Frontman says he "Can't see" the band playing in the future

Iggy Pop has cast doubt on the future of The Stooges following the death of Scott Asheton.

As reported, Asheton, drummer for groundbreaking rock band, died aged 64 earlier this week. A founding member of the group, Asheton retired temporarily in 2011 following a stroke. He remained with The Stooges for 2013 album ‘Ready To Die’, but did not tour on health grounds.

Speaking to Rolling Stone in a new interview about Asheton, Iggy Pop says that he “can’t see” the band playing in the future. “I don’t want to say that I’m done with the band,” he says. “I would just say that I feel like the group has always included the Asheton brothers. When Ron passed away, Scott represented him. Nearly everything we play, Ron played on originally. I don’t feel right now like there’s any reason for me to go jumping out onstage in tight Levi’s.
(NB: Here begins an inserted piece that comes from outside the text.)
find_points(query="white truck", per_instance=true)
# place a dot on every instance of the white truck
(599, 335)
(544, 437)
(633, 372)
What am I going to scream about?”

Continuing, the frontman goes on to say that he has no plans to tour in any capacity for at least two years: “I just can’t see the band playing in the near future. It would just be wrong. But if something comes up, you should be open to it. It depends on the feeling of the family and the surviving members. James Williamson was in the group and I’ve been there since it started. It would depend on the realities and the musical truth.”

Asheton’s bandmate and brother, guitarist Ron Asheton, passed away in 2009. The Asheton brothers founded The Stooges in Ann Arbor, Michigan in 1967 with bassist Dave Alexander and Iggy Pop, aka Jim Osterberg. Their self-titled 1969 debut, the following year’s ‘Fun House’ and 1973’s ‘Raw Power’ are said to have laid the foundations of punk music.

Following The Stooges’ split in 1974, Asheton went on to play in a number of different groups, including Sonic’s Rendezvous Band, the Scott Morgan Band and Dark Carnival, and with artists including Sonny Vincent. The Stooges reunited in 2003, and following the death of his brother, Iggy Pop and Scott Asheton were the group’s only consistent members.